Time of preparation: 40 min
1kg of chicken breast
salt and pepper
2 cloves of garlic, grated
24 slices of honey cooked ham
24 slices of muzzarela (but cheddar works too)
500ml of tomato sauce mixed with 200ml of water
500ml of double cream
1 can (medium size) of sweet corn
200g of cream cheese, or requeijao, if you can find it (a brazilian cream cheese)
100 g of parmesan, grated
1/2 cup parsley, finelly chopped
Cut the chicken breast, making small long chuncks, with the
length of the slice of ham and the
width of your finger. We are looking to make little cannellonis here, rolling the chiken breast in the cheese and ham. Season these chunks of breast with salt, pepper and the garlic.
To make the cannellonis: take 1 slice of ham and cover it with 1 slice of cheese. paralell with the longest side of the cheese, place one breast chunck and roll it (lenghtwise): the ham should be the outter part. Repeat the process with all the other chicken chuncks.
In case you haven't yet, mix the tomato sauce with the water and put half of that mixture in an tall oven-proof dish. Put the cannellonis on the bottom, very close together, in the mix of tomato sauce and water. When you finish it, dump the rest of the tomato sauce/water mix on top of it all.
Place the oven-proof dish in a tray with water and place it in a pre-heated oven (gas mark 6) to cook for around 25 min.
Meanwhile, in a blender, mix the double cream and the sweet corn (drained) and blend it for 10 seconds. The aim here is to keep some chuncks in the sauce.

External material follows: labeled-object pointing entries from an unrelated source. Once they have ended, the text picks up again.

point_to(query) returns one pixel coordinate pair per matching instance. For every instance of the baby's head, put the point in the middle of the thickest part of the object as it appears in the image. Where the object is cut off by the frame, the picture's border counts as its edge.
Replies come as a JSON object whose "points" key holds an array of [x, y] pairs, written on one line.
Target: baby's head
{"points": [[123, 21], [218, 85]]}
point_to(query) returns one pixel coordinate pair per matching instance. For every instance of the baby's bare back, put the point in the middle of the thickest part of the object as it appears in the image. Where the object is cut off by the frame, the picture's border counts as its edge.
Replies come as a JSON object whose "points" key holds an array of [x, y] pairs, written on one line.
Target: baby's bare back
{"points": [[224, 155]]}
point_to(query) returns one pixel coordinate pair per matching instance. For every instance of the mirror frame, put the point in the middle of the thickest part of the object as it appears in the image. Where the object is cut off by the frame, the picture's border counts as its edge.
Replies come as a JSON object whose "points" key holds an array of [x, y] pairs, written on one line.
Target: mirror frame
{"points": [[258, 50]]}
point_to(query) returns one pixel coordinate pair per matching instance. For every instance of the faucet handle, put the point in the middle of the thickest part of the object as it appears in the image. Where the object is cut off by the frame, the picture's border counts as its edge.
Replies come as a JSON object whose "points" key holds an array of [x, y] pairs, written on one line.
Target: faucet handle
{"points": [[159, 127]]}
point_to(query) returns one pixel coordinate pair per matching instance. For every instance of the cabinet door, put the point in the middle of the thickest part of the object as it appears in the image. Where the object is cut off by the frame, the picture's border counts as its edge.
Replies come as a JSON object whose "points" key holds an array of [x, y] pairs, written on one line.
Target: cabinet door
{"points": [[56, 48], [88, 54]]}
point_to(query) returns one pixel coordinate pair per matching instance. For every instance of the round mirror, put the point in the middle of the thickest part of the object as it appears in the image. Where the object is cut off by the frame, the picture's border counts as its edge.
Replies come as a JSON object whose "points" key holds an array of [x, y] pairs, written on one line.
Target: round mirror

Take the oven-proof dish out of the oven (leaving the oven on) and spread the corn cream on top of the cannellonis and the sauce. On top of the corn cream, spread spoons of cream cheese (it can be irregular, for the cheese will melt and spread). Generously sprinkle the parmesan and the parseley and bake it to brown/melt. Serve it with white rice.